Shadow Act: An Elegy for Journalist James Foley
Shadow Act: An Elegy for Journalist James Foley
By Daniel Brock Johnson
Released August 1, 2023
In his second collection—a powerful act of documentary poetics a decade in the making—Johnson chronicles the perils and joys of fatherhood and a shattering tragedy that plays out thousands of miles away. Nearly two years after the poet’s closest friend went missing, journalist James Foley was executed by ISIS in Syria. In this poetic daybook like no other, Johnson often speaks directly to his missing friend—“I don’t know, Jim, where you are,” even long after his death. Page to page, Foley ghosts in and out of the book, as the poet hails the birth of children, recounts hunting for the body of a neighbor’s missing cat, and, later, pores over the hand-written pages that Foley smuggled out of a Libyan prison in his shoe. An educator and poet, Johnson has crafted a vibrant, urgent collection that pulses with the terror and hardship Foley faced, the anguish of those he left behind, and the everlasting friendship between the two men. During a time of great collective trauma and mourning, this heartfelt, formally rich collection tackles the question: “How do you go on living, loving, and creating in the face of unthinkable loss?”
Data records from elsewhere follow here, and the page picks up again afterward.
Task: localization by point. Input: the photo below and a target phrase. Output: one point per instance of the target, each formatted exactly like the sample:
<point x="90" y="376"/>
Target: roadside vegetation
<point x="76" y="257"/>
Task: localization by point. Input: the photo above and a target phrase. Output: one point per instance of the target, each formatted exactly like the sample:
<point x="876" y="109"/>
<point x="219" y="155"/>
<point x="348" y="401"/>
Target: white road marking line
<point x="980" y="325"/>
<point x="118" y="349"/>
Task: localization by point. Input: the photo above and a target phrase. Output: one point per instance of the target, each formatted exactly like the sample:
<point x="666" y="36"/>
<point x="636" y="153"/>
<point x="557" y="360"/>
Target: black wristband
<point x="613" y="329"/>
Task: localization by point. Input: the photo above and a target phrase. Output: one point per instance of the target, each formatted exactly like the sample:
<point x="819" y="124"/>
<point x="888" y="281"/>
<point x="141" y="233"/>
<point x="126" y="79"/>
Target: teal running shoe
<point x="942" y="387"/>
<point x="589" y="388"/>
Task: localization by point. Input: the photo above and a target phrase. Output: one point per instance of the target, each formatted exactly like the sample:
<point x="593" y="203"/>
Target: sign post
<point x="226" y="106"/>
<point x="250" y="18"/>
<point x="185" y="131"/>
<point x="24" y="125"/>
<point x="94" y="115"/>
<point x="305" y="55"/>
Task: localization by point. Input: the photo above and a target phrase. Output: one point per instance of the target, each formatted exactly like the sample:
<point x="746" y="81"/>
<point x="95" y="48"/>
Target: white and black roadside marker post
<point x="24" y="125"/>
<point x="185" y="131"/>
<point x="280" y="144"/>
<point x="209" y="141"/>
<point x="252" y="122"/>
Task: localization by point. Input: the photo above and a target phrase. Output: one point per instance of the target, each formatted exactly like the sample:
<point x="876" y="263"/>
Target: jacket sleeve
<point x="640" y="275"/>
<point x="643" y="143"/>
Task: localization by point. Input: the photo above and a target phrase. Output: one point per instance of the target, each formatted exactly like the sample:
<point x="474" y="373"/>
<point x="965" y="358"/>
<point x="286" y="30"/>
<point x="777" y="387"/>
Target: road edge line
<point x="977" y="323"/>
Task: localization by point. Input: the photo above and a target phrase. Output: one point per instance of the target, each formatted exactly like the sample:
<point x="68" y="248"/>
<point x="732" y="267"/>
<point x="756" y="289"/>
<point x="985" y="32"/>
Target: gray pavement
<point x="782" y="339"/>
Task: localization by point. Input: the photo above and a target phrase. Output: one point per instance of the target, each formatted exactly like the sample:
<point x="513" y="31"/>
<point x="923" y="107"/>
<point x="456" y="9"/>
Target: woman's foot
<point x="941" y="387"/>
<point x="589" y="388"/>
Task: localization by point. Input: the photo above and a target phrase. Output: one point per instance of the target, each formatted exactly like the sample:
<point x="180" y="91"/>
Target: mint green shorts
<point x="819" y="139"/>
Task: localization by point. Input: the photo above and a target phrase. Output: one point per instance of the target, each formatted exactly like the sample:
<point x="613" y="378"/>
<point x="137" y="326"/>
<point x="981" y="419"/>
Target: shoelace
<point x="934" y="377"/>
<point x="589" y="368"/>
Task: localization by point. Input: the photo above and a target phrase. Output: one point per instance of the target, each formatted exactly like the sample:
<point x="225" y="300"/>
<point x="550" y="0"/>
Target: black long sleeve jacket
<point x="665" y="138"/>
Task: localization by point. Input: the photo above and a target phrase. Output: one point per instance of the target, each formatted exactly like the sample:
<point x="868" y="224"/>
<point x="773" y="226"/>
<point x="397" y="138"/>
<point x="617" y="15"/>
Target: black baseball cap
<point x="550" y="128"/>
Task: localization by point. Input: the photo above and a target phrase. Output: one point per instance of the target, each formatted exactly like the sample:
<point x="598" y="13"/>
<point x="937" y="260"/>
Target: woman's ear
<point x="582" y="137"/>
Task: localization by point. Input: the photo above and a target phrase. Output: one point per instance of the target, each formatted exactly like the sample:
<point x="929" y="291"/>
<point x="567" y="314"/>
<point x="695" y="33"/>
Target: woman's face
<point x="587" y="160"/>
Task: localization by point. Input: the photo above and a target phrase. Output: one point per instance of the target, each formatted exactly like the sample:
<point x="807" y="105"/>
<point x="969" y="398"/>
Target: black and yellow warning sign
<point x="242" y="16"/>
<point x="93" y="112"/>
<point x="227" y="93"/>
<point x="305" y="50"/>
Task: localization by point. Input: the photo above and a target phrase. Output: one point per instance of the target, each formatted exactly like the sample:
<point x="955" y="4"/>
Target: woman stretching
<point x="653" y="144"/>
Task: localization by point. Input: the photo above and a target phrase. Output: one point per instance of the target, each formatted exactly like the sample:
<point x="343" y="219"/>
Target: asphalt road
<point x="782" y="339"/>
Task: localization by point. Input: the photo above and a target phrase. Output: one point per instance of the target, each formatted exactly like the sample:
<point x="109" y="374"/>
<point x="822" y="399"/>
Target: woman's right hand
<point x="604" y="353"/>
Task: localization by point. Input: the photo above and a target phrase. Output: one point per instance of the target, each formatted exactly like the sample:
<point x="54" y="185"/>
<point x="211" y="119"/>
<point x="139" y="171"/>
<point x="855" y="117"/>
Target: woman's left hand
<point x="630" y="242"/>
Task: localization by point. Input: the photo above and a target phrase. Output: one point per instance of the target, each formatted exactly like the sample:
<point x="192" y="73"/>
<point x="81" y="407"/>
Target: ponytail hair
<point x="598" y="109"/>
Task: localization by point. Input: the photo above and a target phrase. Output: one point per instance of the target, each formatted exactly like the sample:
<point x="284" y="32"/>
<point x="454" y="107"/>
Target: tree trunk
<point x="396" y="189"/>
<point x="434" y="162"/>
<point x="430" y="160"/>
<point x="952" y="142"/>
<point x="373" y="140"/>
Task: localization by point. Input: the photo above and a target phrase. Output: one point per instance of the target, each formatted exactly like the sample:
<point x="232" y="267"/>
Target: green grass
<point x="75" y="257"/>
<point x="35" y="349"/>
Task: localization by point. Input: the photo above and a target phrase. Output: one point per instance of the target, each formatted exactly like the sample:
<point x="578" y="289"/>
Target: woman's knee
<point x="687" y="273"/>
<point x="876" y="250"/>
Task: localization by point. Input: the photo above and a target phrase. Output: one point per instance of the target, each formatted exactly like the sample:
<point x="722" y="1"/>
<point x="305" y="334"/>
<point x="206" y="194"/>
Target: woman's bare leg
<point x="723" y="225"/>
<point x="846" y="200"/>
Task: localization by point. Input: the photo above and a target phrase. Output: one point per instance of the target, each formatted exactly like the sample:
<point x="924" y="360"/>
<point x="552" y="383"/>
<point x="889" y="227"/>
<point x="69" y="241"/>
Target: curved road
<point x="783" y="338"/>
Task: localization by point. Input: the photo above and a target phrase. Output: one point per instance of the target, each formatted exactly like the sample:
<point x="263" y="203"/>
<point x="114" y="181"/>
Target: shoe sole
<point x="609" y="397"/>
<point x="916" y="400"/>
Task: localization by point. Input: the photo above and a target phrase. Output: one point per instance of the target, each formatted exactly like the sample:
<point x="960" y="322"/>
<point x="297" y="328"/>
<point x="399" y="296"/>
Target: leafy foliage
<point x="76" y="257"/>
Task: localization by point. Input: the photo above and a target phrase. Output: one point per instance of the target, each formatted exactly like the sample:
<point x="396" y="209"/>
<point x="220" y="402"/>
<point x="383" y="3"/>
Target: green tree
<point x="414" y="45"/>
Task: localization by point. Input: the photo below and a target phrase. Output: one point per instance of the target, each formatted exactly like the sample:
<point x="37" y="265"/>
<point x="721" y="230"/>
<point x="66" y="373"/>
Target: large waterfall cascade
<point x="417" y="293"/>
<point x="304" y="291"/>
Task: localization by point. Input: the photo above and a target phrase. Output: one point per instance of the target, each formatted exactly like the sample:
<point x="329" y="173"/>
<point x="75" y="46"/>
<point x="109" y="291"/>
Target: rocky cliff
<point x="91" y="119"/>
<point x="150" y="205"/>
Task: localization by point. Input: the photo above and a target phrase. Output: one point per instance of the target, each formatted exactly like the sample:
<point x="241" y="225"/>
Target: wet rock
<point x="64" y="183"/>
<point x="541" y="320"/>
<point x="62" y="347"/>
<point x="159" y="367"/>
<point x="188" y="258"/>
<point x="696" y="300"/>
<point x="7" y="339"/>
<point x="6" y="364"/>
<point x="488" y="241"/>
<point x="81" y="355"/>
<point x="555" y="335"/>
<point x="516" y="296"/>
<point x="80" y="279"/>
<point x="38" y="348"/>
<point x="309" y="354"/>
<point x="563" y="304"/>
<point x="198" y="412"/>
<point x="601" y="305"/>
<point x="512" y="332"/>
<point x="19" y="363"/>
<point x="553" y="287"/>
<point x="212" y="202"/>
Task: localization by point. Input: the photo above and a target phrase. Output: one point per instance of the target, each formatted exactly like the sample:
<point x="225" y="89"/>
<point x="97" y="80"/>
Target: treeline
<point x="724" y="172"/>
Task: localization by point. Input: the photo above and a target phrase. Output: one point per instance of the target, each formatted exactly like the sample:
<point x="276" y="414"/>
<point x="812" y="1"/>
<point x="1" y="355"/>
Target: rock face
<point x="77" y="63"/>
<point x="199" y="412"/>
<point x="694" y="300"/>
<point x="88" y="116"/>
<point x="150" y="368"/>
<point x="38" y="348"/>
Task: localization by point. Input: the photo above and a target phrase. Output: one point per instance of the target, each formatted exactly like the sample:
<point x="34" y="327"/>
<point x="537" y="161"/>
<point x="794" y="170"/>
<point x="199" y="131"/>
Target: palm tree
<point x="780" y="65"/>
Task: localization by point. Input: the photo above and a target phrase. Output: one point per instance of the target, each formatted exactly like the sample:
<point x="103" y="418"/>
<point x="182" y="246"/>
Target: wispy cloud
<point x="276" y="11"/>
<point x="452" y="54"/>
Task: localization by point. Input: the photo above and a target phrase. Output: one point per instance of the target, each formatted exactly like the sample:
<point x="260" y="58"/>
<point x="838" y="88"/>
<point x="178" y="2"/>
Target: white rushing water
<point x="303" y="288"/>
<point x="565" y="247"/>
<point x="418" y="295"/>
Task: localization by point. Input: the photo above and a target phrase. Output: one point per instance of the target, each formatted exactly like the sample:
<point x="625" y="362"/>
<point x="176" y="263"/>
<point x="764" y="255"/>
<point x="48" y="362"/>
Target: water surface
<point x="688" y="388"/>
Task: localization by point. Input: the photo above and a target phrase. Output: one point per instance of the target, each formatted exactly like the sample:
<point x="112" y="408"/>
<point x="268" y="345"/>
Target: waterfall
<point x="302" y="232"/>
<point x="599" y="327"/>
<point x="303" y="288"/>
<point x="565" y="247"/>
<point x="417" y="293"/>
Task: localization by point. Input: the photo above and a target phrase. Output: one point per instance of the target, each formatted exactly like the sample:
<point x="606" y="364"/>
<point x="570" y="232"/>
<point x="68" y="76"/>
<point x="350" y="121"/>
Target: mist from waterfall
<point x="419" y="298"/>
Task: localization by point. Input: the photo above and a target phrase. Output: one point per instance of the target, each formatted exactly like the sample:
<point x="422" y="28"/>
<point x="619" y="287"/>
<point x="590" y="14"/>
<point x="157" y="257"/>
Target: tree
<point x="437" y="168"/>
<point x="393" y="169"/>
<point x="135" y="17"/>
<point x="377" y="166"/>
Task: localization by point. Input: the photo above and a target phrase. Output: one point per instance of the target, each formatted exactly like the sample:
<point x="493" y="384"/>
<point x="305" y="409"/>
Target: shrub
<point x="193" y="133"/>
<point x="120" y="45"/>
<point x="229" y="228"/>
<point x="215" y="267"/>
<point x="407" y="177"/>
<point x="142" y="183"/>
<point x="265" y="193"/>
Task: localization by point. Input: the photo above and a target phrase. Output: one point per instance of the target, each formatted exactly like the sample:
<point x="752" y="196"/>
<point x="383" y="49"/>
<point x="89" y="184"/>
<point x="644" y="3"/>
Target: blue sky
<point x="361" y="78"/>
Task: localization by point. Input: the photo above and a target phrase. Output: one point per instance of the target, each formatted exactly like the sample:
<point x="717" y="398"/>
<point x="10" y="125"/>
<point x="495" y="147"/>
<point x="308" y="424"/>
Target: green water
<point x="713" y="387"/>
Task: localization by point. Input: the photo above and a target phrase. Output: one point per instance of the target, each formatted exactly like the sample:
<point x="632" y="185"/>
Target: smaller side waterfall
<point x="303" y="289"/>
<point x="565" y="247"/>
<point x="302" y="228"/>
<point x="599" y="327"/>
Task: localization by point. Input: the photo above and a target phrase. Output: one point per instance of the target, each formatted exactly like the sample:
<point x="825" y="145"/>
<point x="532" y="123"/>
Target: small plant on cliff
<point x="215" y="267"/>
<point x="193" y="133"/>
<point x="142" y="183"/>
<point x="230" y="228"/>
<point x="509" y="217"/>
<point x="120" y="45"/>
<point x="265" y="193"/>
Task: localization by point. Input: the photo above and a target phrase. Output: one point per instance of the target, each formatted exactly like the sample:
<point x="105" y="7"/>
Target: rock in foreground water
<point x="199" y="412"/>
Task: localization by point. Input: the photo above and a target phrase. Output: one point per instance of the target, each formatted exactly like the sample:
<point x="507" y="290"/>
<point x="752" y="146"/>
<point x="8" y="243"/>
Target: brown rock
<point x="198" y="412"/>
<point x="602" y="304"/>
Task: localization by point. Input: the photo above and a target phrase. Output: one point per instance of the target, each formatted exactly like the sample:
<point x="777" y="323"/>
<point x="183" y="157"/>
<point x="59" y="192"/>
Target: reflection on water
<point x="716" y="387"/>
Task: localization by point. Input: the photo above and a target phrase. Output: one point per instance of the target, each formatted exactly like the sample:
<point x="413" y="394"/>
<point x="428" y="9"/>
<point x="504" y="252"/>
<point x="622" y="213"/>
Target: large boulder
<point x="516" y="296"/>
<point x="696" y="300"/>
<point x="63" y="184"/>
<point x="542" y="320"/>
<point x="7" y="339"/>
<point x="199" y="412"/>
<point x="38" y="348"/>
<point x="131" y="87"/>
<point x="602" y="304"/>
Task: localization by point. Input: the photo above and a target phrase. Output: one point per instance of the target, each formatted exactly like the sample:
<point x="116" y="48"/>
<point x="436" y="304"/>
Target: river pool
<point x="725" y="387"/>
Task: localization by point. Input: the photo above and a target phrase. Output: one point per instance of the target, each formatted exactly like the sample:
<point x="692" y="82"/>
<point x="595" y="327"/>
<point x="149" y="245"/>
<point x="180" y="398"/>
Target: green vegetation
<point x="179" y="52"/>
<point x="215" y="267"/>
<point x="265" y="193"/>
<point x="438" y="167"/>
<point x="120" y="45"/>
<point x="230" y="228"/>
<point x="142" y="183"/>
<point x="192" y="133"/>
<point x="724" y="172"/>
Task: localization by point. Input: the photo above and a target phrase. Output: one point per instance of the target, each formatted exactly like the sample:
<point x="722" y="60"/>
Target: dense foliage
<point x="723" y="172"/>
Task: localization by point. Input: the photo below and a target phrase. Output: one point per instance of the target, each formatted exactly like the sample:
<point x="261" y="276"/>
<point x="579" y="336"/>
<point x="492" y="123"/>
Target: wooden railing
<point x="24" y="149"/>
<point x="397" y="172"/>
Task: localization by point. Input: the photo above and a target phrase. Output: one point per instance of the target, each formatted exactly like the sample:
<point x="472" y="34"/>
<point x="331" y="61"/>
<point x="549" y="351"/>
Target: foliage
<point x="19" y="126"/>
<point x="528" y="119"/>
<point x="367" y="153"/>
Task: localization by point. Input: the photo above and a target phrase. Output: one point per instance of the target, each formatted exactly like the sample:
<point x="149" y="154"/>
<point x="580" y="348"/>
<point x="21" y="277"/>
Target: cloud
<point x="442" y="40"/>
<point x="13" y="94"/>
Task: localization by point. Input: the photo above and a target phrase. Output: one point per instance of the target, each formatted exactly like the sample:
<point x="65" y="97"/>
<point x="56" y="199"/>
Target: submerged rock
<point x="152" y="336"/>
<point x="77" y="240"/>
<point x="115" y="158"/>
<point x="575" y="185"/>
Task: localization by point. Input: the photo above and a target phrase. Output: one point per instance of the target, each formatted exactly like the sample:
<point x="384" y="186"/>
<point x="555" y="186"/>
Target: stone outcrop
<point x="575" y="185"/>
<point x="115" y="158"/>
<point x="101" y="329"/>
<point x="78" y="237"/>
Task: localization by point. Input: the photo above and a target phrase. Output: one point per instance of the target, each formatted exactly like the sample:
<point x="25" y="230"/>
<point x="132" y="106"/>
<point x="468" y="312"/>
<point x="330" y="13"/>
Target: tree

Daniel Johnson published How to Catch a Falling Knife, winner of the Kinereth Gensler Award, in 2010 with Alice James Books. In connection with the book’s release, Johnson performed an illuminated version of the text involving poetry, original music, and the found home movies of William Bradley, a World War II-era Fuller Brush salesman from Davenport, Iowa. Johnson’s poetry has appeared in a variety of journals and anthologies, including Best American Poetry 2007, The Iowa Review, The Boston Review, American Letters & Commentary, and I Have My Own Song for It: Modern Poems of Ohio. He is the founding executive director of 826 Boston, a youth writing center, which is part of the national network founded by writer Dave Eggers and educator Ninive Calegari. He was named the executive director of Mass Poetry in 2018. Johnson lives with his wife and children in Boston.